Primeiros passos no Fado
É num baile popular que se inica a cantar o fado, começando logo a criar nome entre a
rapaziada. Graças às suas capacidades passa a ser solicitado para cantar em festas de
caridade, muito usuais na época como forma de solidariedade para com os mais
desafortunados. Em 1908, com dezassete anos, consegue almejar o seu grande sonho: sair
numa cegada.
Noutras cegadas entrou, mas foi em "Luz e Sapiência", de Henrique
Rêgo, que Alfredo grangeou a maior glória. Até ao fim dos seus dias, Alfredo Duarte
ainda era capaz de recitar não só o seu papel nesta cegada, como também o papel dos
outros intervenientes.
A primeira vez que vai ouvir cantar o fado em recinto para o efeito, foi na Rua
do Poço dos Negros, no Beco dos Carrascos, onde actuavam conhecidos fadistas de então.
Mas é no «14» do Largo do Rato, antiga casa de jogo transformada em «cabaret» quando
os jogos de azar foram proibidos, que o jovem Alfredo, com cerca de 20 anos, começou a
ser mais conhecido no meio fadista, sendo frequentemente convidado a cantar alguns fados,
cujos versos ele mesmo improvisava.
Aqui travou conhecimento com alguns dos poetas populares e grandes fadistas de
nomeada daquela época, como Britinho Estucador, Soares do Intendente, Júlio Proença
Estofador, João Mulato, Chico Viana, Jorge Caldeireiro, Fernando Teles, e tantos outros,
que não tardaram em ver no jovem Alfredo um verdadeiro fadista. Como manifestação desse
reconhecimento, começaram a dar-lhe algumas das suas criações poéticas para que ele as
cantasse.
Percurso e Historial Artístico
Em 1924, Alfredo Marceneiro participa na primeira «Festa do Fado», organizada pelo poeta
António Boto nos palcos do S. Luiz.

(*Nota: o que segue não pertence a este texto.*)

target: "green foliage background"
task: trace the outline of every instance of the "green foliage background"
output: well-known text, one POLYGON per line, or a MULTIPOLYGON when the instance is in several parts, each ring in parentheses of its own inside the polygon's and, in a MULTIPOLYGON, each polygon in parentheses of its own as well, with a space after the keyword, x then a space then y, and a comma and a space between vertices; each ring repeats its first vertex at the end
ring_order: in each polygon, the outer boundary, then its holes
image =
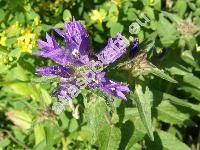
POLYGON ((0 0, 0 149, 199 149, 199 29, 200 0, 0 0), (56 84, 33 80, 36 67, 52 63, 31 55, 36 40, 74 16, 98 52, 117 32, 135 37, 129 25, 142 14, 150 22, 137 36, 148 60, 177 83, 161 72, 166 80, 127 79, 111 66, 110 78, 131 84, 127 102, 83 90, 55 115, 56 84))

Ainda em 1924, o recinto Sul-América, que se situava
à Rua da Palma, num Concurso de Fados em que se apresentaram todos os grandes fadistas
desse tempo, Alfredo Marceneiro arrebata o troféu de que mais se orgulhou em toda a sua
vida, a "Medalha de Ouro".
Este concurso teve por júri conceituados poetas e jornalistas, sendo o primeiro
prémio atribuído por unânimidade, premiando a forma correcta como dividiu os versos,
quer nas orações quer na pontuação, do fado que escolheu para cantar. Esse Fado era
"O REMORSO".
Em 1929 ganha a Taça de Prata, na Festa de Homenagem ao Poeta Frederico de
Brito (Britinho). Nos anos 30 Alfredo Marceneiro trabalhava nas oficinas do Diamantino
Tojal, situadas na Vila Berta, à Graça. Como as Construções Navais (Arsenal do
Alfeite) tinham vagas para marceneiros e a féria era superior, foi contratado, tendo
feito mobiliário para alguns navios e barcos de guerra. Mais tarde as Construções
Navais passaram para a administração da C.U.F. pela mão do industrial Alfredo Silva.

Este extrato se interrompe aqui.